# Company finder based on user's current job


## Goal:

Search for people that attended Machine learning, data science or data analytics internships or junior positions around Europe. Filter by company size. The objective is to find a list of companies that hire for such positions. I will also leave a count of repetitive positions in the same company, as it helps decide which companies to put on the watchlist.

To get people from linkedin, I will use tom quirk's unofficial [linkedin api](https://github.com/tomquirk/linkedin-api)
I will also use `dotenv` to load the username/password safely. Create a `.env` file and populate it with environmental variables that you don't want others to see or for cleaner scripts.

In [1]:
import re
import os
from diskcache import Cache
from linkedin_api import Linkedin
from utils.helper import *

%load_ext dotenv
%dotenv

LINKEDIN_USERNAME = os.environ.get("LINKEDIN_USERNAME")
LINKEDIN_PASSWORD = os.environ.get("LINKEDIN_PASSWORD")
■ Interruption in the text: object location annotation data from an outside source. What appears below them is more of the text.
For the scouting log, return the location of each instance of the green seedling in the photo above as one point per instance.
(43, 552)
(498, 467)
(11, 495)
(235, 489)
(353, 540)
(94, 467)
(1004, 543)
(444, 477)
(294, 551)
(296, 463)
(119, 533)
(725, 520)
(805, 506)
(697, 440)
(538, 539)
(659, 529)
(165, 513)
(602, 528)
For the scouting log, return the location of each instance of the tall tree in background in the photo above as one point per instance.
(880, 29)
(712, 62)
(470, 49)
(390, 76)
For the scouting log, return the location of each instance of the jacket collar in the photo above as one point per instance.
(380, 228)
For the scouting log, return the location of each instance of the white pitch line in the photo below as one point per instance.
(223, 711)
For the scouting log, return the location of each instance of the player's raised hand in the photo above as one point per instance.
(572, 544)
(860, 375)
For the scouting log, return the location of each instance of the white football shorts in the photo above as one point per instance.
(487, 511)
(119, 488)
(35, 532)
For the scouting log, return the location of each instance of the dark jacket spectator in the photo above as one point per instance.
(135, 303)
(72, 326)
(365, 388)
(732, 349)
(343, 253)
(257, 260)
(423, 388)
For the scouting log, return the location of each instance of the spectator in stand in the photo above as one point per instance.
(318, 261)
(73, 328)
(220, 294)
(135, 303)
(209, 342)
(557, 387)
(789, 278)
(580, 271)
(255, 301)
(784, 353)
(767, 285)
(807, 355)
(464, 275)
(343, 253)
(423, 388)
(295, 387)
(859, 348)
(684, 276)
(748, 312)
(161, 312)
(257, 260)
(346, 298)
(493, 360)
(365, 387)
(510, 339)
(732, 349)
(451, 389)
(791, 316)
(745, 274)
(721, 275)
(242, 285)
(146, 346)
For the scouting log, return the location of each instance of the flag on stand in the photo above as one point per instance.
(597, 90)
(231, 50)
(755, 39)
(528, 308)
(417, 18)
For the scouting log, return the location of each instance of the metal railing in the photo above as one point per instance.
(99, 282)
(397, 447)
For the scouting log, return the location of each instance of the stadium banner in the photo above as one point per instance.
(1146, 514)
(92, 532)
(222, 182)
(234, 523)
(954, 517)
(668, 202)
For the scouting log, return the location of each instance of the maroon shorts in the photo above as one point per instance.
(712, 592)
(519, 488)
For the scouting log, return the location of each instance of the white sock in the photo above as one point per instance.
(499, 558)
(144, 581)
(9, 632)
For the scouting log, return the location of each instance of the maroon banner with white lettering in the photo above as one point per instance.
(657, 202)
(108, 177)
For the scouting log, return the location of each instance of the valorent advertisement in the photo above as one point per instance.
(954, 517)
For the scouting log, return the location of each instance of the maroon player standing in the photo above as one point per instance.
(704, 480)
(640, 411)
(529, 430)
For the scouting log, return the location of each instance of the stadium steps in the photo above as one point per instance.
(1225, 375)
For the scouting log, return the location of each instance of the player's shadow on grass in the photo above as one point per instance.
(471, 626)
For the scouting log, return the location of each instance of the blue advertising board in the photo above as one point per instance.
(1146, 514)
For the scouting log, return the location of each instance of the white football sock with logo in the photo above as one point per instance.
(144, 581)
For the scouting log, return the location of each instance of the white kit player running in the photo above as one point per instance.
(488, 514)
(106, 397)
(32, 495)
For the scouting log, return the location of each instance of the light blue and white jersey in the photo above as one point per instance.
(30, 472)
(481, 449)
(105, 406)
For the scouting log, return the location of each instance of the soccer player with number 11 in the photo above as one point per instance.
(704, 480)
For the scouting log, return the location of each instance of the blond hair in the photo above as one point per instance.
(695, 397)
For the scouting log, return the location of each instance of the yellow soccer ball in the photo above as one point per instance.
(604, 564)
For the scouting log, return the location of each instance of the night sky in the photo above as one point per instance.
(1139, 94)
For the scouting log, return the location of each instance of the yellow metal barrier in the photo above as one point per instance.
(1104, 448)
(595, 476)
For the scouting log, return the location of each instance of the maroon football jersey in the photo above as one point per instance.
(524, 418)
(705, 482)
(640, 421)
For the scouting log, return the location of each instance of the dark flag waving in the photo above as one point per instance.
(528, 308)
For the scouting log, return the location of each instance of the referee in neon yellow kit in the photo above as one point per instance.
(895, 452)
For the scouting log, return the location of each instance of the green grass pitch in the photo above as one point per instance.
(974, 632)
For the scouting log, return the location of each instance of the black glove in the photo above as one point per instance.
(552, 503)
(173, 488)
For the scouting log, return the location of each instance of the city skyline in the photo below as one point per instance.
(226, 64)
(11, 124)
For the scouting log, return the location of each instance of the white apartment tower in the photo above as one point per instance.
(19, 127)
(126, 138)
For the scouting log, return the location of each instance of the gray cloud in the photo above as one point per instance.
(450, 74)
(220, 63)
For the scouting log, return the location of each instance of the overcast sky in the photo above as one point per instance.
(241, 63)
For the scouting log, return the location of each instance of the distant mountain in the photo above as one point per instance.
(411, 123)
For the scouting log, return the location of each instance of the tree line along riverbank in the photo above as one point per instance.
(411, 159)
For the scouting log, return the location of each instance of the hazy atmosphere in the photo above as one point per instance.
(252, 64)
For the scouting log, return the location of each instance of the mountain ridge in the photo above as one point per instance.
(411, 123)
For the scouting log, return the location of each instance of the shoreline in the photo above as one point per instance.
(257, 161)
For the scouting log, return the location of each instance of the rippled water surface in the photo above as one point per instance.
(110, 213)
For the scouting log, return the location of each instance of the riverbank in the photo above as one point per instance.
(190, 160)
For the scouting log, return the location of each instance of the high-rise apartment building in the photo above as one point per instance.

linkedin = Linkedin(LINKEDIN_USERNAME, LINKEDIN_PASSWORD)

### Get the search results, NOT cached

Regions codes: https://developer.linkedin.com/docs/reference/geography-codes
To obtain other codes, see https://i.imgur.com/lcHeXRa.png

Translation:
    nl:0 means all NL
    de:4944 means Berlin Area in Germany

See https://github.com/tomquirk/linkedin-api/blob/252add3bda1a9ce1f50fcd5419aac05dbf81498c/linkedin_api/linkedin.py#L113 for more about the params.

In [2]:
# raise Exception("Comment me out if you want to load new data")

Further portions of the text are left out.